On the contrary, for legal software providers, such as Legisway, security is of the highest priority because they are constantly having to debunk myths that web-based platforms are not as secure as physical alternatives and because data breaches can be disastrous for organizations. Therefore, storing your data in web-based platforms means outsourcing security to the experts. In other words, cloud providers often invest more time, effort and expertise into securing their infrastructures because their reputations depend on their ability to protect data.

Take the following real-life situations into account: imagine that you are working on a case, and an external party has asked to view the records. They are clueless about how sharing data through web-based platforms, and there are hundreds of pages to review so they request that documents be placed on a flash drive and mailed to them. In fact, the flash drive is probably the least secure method of transmitting documents. Even if the documents were printed out and stored in a filing cabinet you would always know where they were.
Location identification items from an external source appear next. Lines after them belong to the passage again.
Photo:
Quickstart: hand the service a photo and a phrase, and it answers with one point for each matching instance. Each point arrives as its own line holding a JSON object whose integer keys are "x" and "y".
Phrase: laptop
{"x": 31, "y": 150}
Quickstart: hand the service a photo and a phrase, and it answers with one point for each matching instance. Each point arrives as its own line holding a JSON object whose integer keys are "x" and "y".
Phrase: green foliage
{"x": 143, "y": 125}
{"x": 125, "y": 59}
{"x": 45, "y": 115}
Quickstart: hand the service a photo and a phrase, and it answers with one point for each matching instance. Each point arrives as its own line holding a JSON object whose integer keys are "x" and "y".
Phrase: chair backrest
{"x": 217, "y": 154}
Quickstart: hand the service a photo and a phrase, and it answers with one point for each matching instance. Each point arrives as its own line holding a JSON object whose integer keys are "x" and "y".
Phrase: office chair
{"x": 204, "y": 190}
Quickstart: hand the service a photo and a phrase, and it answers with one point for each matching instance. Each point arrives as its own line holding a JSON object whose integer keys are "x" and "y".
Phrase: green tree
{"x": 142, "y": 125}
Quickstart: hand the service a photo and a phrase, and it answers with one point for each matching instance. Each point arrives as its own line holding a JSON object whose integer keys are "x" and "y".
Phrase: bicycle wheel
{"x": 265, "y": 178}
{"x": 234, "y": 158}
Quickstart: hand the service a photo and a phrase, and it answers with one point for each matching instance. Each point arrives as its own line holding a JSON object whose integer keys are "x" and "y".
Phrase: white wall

After the third party reviews the files, they put the flash drive in a drawer or transfer the files to their computer at home. This means you now have rogue copies of documents that are beyond your control, but you are responsible if the documents fall into the wrong hands. If the documents were stored in the cloud, it would be possible to set permissions for who can view the documents.

Here’s another familiar example: a former employee who saved a bunch of documents on to their personal computer because they worked from home occasionally. That employee has since left your organization but they have the documents saved on their computer. You have no control over what happens to those documents, and if they get destroyed at all.

What to Look for in a Web-Based Provider:

Among other things, in-house lawyers seeking cloud-based tools to manage their legal facts should be sure to investigate their credentials, performance, and security standards. Here are some important features that Legisway has:

Two-factor authentication: This means that no one can log into your account with your user name, password and cell phone. When you try to log in from a new computer, you receive a code by text that you have to enter for additional security.

Audit log: Legisway provides a full audit log of modifications are made to data stored in the platform. For example, you can see the date a document was uploaded or changed, and who is responsible.

Role-based access control: Legisway has a rights structure that allows you to select who can read, create, and delete documents. For instance, if there are confidential documents you can select certain people that are allowed to have access to these documents.

Backend improvements: the R&D team at Legisway regularly makes security updates several times a year. Security threats involve, and so should software providers.

Worldwide access: Access your data securely anywhere in the world, as long as you have an Internet connection.


If your organization is considering adopting web-based legal management software a good test is to ask whether you can answer questions about the current state of your data. Do you know where it is stored right now? Who has permission to view it? Do you know how long it would take to retrieve your data and through what channels? If you don’t have the answers, it’s time to let software providers worry about the answers for you so you can focus on your strategic priorities.